O conde Fernando, então,
lhe passou um braço em torno dos ombros e murmurou:
- Não chore, querida. Não
posso vê-la assim... Peço-lhe: diga-me tudo... Abra seu coração comigo, sem
receio...
- Eu direi tudo a você,
papai - respondeu Denise, soluçando com uma habilidade que teria enganado o
homem mais esperto. - Mas... "É tão horrível!"... Além disso, é um
segredo... Que não pertence somente a mim...
Ao pronunciar esta frase,
a farsante sentiu um frêmito agitar o corpo do conde.
- Há, então, uma terceira
pessoa envolvida no assunto? - interrogou Fernando, com voz grave.
- Infelizmente sim.
- Alguém... Que você ama?
- Sim, papai, eu o amo...
O conde Fernando
deixou-se cair numa poltrona, tão abatido que parecia ter envelhecido dez anos.
- Bem que receei que
fosse isso... Então, por causa de um homem, por culpa de um homem, você quase
lançou na lama o nome de duas tradicionais e honradas famílias?
- Um homem que eu amo...
- Isto não tem a mesma
importância! Ou admitamos que tem, mas o fato de ter a coragem de confessar que
ama outro homem, poucos meses depois do seu casamento, passa para segundo
plano, frente à sua grande culpa essencial!
- Papai, você não está
entendendo! O homem que eu tenho no coração...
Fernando ergueu as mãos e
levou-as aos ouvidos, como se não quisesse ouvir mais nem uma palavra.
- O homem que você ama
deve ser, sem dúvida um miserável, se chegou a permitir que você cometesse uma
ação tão degradante!
- Não!
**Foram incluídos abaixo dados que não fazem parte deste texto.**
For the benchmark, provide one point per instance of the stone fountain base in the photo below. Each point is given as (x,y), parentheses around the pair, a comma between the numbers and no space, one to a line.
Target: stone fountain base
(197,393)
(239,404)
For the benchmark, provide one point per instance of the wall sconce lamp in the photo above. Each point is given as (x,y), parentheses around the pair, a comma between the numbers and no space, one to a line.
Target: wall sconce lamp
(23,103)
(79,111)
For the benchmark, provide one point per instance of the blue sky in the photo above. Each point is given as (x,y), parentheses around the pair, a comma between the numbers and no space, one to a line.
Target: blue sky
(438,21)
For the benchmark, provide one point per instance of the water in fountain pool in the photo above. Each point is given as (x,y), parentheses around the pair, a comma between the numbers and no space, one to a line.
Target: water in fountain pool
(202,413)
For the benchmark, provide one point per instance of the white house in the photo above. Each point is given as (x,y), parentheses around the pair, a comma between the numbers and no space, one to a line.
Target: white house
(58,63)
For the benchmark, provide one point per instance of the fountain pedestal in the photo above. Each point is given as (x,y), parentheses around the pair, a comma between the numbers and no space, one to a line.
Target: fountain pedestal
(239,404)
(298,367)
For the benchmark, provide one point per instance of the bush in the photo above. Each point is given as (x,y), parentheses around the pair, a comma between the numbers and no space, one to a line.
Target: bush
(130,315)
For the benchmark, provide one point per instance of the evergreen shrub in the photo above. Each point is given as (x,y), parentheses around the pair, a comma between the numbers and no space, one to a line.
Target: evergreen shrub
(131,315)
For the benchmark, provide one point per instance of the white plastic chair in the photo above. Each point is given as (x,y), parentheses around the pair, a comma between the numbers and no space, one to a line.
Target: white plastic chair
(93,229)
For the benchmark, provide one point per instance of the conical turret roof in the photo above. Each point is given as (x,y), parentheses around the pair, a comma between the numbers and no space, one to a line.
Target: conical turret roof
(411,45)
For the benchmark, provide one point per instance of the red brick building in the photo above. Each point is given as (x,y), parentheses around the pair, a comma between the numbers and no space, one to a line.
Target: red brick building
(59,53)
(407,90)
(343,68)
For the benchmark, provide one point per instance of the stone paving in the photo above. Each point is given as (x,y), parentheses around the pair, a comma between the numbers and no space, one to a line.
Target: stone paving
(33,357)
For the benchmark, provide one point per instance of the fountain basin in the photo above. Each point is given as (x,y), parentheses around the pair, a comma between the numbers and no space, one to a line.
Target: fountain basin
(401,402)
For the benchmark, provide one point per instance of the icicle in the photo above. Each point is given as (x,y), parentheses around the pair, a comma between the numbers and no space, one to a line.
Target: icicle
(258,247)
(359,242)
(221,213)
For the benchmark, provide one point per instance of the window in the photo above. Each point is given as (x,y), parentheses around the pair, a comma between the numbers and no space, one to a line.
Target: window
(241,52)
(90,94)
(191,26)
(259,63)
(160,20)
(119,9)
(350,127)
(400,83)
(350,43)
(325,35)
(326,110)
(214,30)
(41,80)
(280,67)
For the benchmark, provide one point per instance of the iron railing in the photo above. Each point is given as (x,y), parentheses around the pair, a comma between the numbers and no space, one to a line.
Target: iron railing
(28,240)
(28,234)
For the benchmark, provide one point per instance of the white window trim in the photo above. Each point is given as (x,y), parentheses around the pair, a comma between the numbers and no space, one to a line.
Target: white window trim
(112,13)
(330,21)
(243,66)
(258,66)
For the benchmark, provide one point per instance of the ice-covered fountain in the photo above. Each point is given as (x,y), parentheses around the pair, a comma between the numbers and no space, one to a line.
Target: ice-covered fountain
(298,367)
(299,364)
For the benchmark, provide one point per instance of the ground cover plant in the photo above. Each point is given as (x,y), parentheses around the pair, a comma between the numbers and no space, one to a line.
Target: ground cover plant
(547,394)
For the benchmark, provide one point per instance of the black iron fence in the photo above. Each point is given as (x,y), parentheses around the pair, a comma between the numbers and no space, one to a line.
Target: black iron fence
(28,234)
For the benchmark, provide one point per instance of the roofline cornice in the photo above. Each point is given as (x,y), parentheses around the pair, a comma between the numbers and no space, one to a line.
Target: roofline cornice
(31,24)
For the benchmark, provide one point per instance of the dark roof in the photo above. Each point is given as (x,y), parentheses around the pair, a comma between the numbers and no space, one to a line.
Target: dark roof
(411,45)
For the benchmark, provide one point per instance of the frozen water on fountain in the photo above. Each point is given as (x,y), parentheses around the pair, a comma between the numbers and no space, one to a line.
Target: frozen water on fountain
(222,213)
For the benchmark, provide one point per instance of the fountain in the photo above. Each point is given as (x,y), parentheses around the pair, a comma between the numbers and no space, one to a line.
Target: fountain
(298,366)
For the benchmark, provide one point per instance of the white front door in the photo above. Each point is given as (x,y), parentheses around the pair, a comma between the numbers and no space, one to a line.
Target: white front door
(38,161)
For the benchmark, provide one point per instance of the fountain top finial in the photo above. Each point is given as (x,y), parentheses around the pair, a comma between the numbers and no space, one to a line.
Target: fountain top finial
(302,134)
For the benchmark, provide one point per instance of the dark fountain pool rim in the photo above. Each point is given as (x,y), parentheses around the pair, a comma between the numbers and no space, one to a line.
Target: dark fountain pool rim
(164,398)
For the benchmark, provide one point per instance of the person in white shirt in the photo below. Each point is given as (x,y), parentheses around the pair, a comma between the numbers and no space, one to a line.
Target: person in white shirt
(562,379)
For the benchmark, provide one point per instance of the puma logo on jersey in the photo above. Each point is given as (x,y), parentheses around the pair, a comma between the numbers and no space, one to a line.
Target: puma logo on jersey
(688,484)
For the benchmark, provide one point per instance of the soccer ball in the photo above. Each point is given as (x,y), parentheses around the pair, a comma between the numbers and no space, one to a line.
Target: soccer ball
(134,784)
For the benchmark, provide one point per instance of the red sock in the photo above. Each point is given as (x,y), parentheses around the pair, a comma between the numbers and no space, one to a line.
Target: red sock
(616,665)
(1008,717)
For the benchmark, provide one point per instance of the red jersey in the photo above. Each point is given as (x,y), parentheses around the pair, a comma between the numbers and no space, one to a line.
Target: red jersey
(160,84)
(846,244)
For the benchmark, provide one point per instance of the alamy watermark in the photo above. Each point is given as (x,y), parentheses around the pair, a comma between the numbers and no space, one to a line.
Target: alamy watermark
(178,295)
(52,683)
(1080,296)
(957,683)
Não é um
miserável! - rebateu Denise. - Cometeu um erro, um erro gravíssimo, convenho,
mas me jurou que de agora em diante procederá de modo a não errar mais e eu
creio nele!
- Basta, basta!... Não
posso mais ouvi-la! Tenho a impressão de que nem mesmo é minha filha, falando
assim! Se as coisas estão assim, não quero ser o seu acusador, porque como pai,
não estou em condições de justificá-la. Vá encontrar-se com Luís Paulo e
confesse-lhe tudo!
Maravilhosamente, com a
habilidade de uma atriz consumada, Denise simulou enorme espanto:
- A Luís Paulo?... -
balbuciou. - Então não compreende, papai?
O conde Fernando virou-se
bruscamente para ela.
- Talvez não tenha
compreendido bem, mas no ponto em que parecem estar as coisas, é absolutamente
necessário que você fale a respeito com seu marido! Ele deve saber de tudo!
- Mas, papai... Ele já
sabe!
Fernando, naquele
instante, acreditou que todo o seu sangue se tivesse gelado nas veias e olhou
para a filha a fim de ver se não teria ela enlouquecido.
- Luís Paulo sabe de
tudo? - exclamou com voz rouca. - É impossível! Ele é um cavalheiro, um
fidalgo! Se estivesse a par do que acabo de saber...
- Comportar-se-ia
exatamente como está fazendo: calar-se-ia. Em todo caso, papai, receio que
nunca poderei esquecer o fato de que você acreditou... Que eu podia ter... Um
amante!
O rosto do conde Fernando
fizera-se de uma palidez mortal. O atrevimento de Denise era tal que naquele
instante assumia todos os tons da verdade e não era possível deixar de
acreditar nela. Percebendo que o golpe fora muito forte para o fidalgo, talvez
forte demais, a moça recomeçou a chorar e se atirou entre os braços dele,
ocultando-lhe o rosto no peito.
- Papai, papai... -
soluçou - Quero confessar tudo... Mas jure-me, dê-me sua palavra de honra que
não dirá uma só palavra do que vou lhe contar a meu marido... A ninguém, mas
principalmente a ele! Se você não fizer o que estou pedindo, estou certa de que
ele cometerá uma loucura, indo até ao suicídio, para não ter que sobreviver à
desonra!
- Não lhe posso prometer
nada!
- Deve! Pense no meu
remorso, se acontecesse qualquer coisa ao meu marido! Se ele... Se matasse,
praticamente a culpa seria minha, e eu não teria mais paz por toda a vida!...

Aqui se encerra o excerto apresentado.